Phase 3: UI — workspace context propagation

  1. ✓ Add workspace resolution order to application session state.
  2. ✓ Propagate workspace context to all MDI windows via a WorkspaceContext object; EntityController event filter forwards changes to ClientManager.
  3. ✓ Add workspace chip/badge to window headers (non-live windows only).
  4. ✓ Add per-window workspace selector (searchable combo in window toolbar). Each MDI subwindow independently selects its workspace, enabling side-by-side comparison. Requires per-window scoped request context rather than shared ClientManager workspace state.

Phase 4: Data Workshop UI

  1. ✓ Workspace tree view (parent/child grouped) in WorkspaceMdiWindow.
  2. Report definition list within workspace — shows local + inherited (with visual distinction: local rows bold, inherited rows dimmed with source workspace labelled).
  3. ✓ Open / Archive / New workspace actions. Copy to / Run Report deferred.
  4. ✓ Inheritance summary ("Inherits from" field in WorkspaceDetailDialog).
  5. "Clone to workspace" action on any report definition — creates a workspace-local editable copy pre-populated from the source.

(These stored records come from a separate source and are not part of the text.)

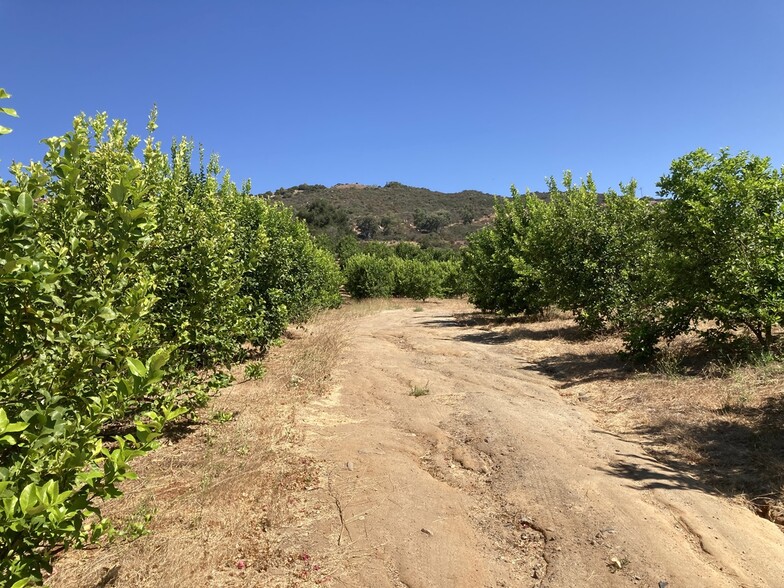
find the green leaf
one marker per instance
(158, 360)
(118, 194)
(137, 368)
(25, 203)
(107, 313)
(27, 498)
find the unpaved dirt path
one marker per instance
(492, 479)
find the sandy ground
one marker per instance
(493, 479)
(330, 472)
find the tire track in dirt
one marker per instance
(493, 480)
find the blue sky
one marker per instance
(448, 95)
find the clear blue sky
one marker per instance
(447, 94)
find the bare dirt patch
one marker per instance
(332, 472)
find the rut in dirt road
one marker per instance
(491, 479)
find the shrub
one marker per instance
(496, 278)
(722, 237)
(369, 277)
(118, 277)
(416, 279)
(590, 252)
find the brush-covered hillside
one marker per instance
(394, 212)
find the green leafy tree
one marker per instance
(496, 278)
(722, 240)
(368, 276)
(589, 250)
(417, 279)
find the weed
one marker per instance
(255, 371)
(417, 391)
(222, 416)
(220, 380)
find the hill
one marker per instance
(390, 212)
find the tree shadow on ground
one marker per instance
(740, 452)
(573, 369)
(736, 451)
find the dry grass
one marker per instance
(219, 494)
(720, 421)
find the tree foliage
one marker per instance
(711, 251)
(723, 241)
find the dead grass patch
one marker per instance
(215, 501)
(716, 419)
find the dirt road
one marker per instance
(492, 479)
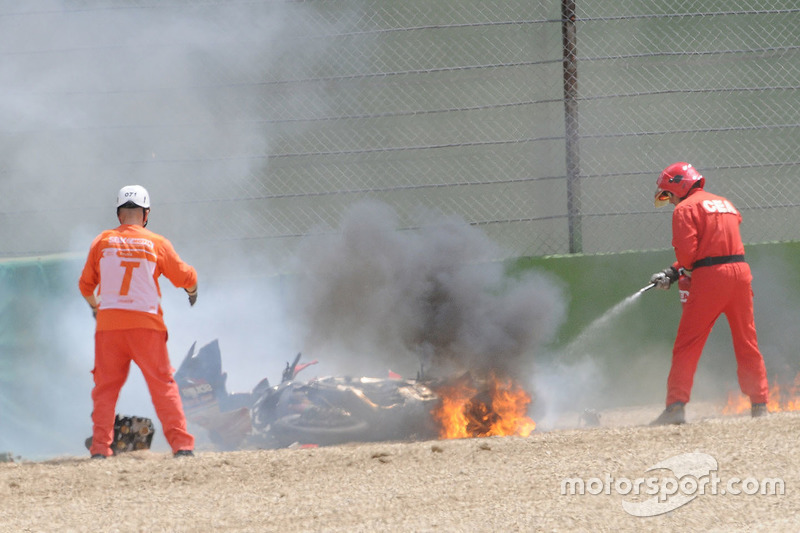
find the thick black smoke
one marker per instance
(390, 298)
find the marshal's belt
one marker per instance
(718, 260)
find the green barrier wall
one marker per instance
(46, 340)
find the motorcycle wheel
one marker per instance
(338, 430)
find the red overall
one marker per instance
(126, 263)
(707, 226)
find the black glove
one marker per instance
(192, 295)
(665, 278)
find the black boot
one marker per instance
(673, 414)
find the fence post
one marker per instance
(570, 66)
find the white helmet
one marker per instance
(135, 194)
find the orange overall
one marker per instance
(706, 238)
(126, 263)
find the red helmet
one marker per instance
(678, 179)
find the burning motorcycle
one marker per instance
(322, 411)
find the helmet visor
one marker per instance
(662, 198)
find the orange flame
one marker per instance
(498, 409)
(781, 398)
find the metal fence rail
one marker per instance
(255, 123)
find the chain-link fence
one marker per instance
(255, 123)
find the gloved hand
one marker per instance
(192, 295)
(665, 278)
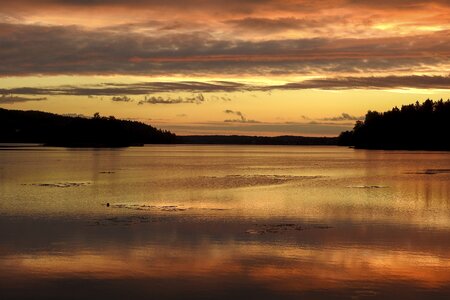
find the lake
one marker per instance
(224, 222)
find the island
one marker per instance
(67, 131)
(98, 131)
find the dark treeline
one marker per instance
(256, 140)
(412, 127)
(51, 129)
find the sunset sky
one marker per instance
(258, 67)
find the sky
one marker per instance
(253, 67)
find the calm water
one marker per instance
(222, 222)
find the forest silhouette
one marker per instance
(56, 130)
(419, 126)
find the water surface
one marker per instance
(214, 222)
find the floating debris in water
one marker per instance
(165, 208)
(282, 228)
(233, 181)
(431, 172)
(171, 208)
(122, 221)
(368, 186)
(60, 184)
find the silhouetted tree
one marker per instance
(415, 126)
(52, 129)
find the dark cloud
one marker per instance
(145, 88)
(121, 99)
(273, 25)
(241, 119)
(344, 117)
(197, 99)
(387, 82)
(34, 49)
(11, 99)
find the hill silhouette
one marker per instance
(256, 140)
(56, 130)
(412, 127)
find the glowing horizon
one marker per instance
(294, 67)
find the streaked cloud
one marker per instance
(197, 99)
(146, 88)
(241, 117)
(344, 117)
(11, 99)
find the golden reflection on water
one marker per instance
(283, 221)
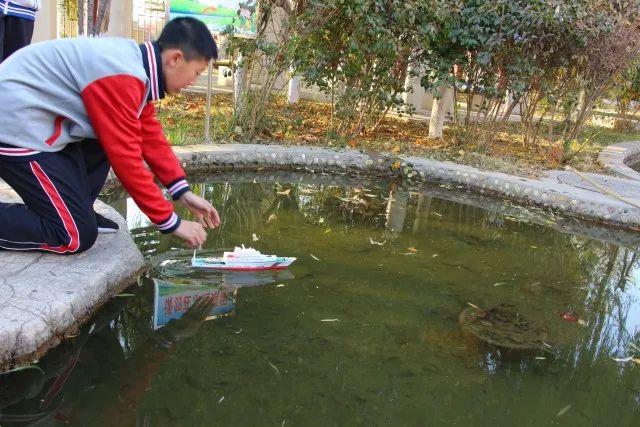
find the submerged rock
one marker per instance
(504, 327)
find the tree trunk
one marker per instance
(81, 17)
(293, 95)
(441, 105)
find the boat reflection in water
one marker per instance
(171, 300)
(51, 391)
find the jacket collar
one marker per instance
(153, 66)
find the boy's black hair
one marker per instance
(191, 36)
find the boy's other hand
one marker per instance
(207, 215)
(191, 232)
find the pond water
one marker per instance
(361, 330)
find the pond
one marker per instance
(363, 329)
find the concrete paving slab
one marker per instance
(624, 187)
(45, 297)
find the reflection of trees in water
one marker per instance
(609, 301)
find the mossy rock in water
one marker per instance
(504, 327)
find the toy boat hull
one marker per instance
(279, 263)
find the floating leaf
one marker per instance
(373, 242)
(563, 411)
(566, 316)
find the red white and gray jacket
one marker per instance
(60, 92)
(20, 8)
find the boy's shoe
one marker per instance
(105, 225)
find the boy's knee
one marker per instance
(78, 238)
(88, 235)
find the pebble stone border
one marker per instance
(545, 193)
(617, 158)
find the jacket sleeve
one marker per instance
(112, 106)
(158, 154)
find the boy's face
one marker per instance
(178, 72)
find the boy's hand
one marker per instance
(191, 232)
(206, 213)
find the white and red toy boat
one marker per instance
(243, 259)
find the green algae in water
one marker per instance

Phase 5: ORE sample importer — moved to blotter plan

The ORE sample importer (Track 1 of the data import strategy) has been moved to Provisional Blotter Design, where it sits alongside Track 2 (production trade import). The workspace infrastructure built in Phases 1–4 is the prerequisite; no further workspace-plan steps are needed before the blotter plan's Track 1 work begins.

Open Questions

  1. Report definition name deduplication: when listing report definitions in workspace W, two definitions with the same name may exist in different ancestor workspaces. Resolution: closest workspace in the chain wins (same as data override). UI should show which workspace a report definition comes from (relevant to Phase 4 step 2).
  2. Archive semantics: resolved. Archive is a bitemporal soft-close (sets valid_to = now; data retained). Status badge changes to red/Archived. Archived workspaces are hidden from normal selectors; a "Show archived" filter reveals them. Restoration is an explicit re-open write. The Live workspace cannot be archived without workspace::live_workspace:archive (SuperAdmin only). A user may archive their own workspace with workspace::workspaces:archive; archiving another user's workspace requires workspace::workspaces:archive_any (TenantAdmin).
  3. Workspace storage reporting: large ORE sample imports may need per-workspace row counts or storage estimates visible in the Data Workshop. The product backlog mentions a Baobab-style map for workspace visualisation. Deferred to Phase 4.
  4. UI name: "Data Workshop" vs "Workspace Explorer" vs other. Decide before Phase 4 begins.